Users not able to change password

[wonko]

Description

The change made in https://github.com/terraform-aws-modules/terraform-aws-iam/commit/eb5b21840bdb1e5549c24200920250692844bcee breaks the signup-flow for new users.

• [X] ✋ I have searched the open/closed issues and my issue is not listed.

Versions

• Module version [Required]: latest

• Terraform version: latest tofu

• Provider version(s): latest

Reproduction Code [Required]

module "iam_user" {
  source = "terraform-aws-modules/iam/aws//modules/iam-user"

  for_each = local.users

  name = each.key

  password_reset_required = true
  create_iam_access_key   = false
}

module "iam-group-with-policies" {
  source = "terraform-aws-modules/iam/aws//modules/iam-group-with-policies"

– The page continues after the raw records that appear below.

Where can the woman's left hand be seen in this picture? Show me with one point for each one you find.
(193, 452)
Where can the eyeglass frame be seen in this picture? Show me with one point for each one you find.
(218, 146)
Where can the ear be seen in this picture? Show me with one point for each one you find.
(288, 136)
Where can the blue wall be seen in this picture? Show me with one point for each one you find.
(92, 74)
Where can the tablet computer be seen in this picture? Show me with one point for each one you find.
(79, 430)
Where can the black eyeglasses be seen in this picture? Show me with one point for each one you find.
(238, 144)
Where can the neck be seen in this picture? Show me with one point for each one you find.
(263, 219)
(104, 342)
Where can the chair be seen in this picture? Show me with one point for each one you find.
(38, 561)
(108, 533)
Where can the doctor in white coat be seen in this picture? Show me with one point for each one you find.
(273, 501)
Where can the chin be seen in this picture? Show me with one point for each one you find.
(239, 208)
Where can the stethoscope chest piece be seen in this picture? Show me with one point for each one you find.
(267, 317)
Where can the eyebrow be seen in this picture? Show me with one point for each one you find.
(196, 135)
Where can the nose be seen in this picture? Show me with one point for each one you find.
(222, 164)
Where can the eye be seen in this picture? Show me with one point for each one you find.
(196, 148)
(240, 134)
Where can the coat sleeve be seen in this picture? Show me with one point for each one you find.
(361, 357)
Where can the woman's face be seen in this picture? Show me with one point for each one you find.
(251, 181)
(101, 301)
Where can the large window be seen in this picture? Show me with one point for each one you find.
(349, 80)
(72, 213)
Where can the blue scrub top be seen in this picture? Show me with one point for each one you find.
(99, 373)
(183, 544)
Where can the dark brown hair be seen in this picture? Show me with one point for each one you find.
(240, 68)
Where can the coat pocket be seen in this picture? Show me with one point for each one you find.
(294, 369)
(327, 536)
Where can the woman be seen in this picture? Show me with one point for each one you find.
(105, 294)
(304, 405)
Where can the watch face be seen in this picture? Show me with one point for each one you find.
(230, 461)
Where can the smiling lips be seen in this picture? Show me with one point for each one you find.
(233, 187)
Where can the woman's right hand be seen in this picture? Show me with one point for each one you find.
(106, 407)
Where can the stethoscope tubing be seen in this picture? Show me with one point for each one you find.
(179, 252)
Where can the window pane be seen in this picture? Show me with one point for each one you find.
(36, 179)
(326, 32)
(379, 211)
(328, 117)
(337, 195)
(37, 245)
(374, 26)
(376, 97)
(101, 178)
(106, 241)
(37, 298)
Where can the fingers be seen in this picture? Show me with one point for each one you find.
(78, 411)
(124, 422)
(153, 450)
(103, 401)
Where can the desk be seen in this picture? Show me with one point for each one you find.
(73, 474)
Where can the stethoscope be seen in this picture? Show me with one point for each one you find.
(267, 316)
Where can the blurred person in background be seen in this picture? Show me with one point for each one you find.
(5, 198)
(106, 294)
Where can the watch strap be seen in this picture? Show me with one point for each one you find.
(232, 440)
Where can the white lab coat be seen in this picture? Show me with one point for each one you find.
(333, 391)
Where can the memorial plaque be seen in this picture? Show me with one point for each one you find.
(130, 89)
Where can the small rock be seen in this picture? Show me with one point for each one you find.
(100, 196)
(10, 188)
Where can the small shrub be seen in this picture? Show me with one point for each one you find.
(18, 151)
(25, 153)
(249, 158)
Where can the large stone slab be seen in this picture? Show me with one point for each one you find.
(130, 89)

  name = "all-users-basic-policy"

  attach_iam_self_management_policy = true

  group_users = [for u in module.iam_user : u.iam_user_name]
}

Expected behavior

Users can sign in with the generated password, and are asked and allowed to change their password upon first login.

Actual behavior

Error on the change-password signin screen in the console

"Either user is not authorized to perform iam:ChangePassword or entered password does not comply with account password policy set by administrator"

Additional context

Mistake was made on commit https://github.com/terraform-aws-modules/terraform-aws-iam/commit/eb5b21840bdb1e5549c24200920250692844bcee, I already prepped a PR to revert here: https://github.com/terraform-aws-modules/terraform-aws-iam/pull/470

[antonbabenko]

This issue has been resolved in version 5.37.2 :tada:

[github-actions[bot]]

I'm going to lock this issue because it has been closed for 30 days ⏳. This helps our maintainers find and focus on the active issues. If you have found a problem that seems similar to this, please open a new issue and complete the issue template so we can capture all the details necessary to investigate further.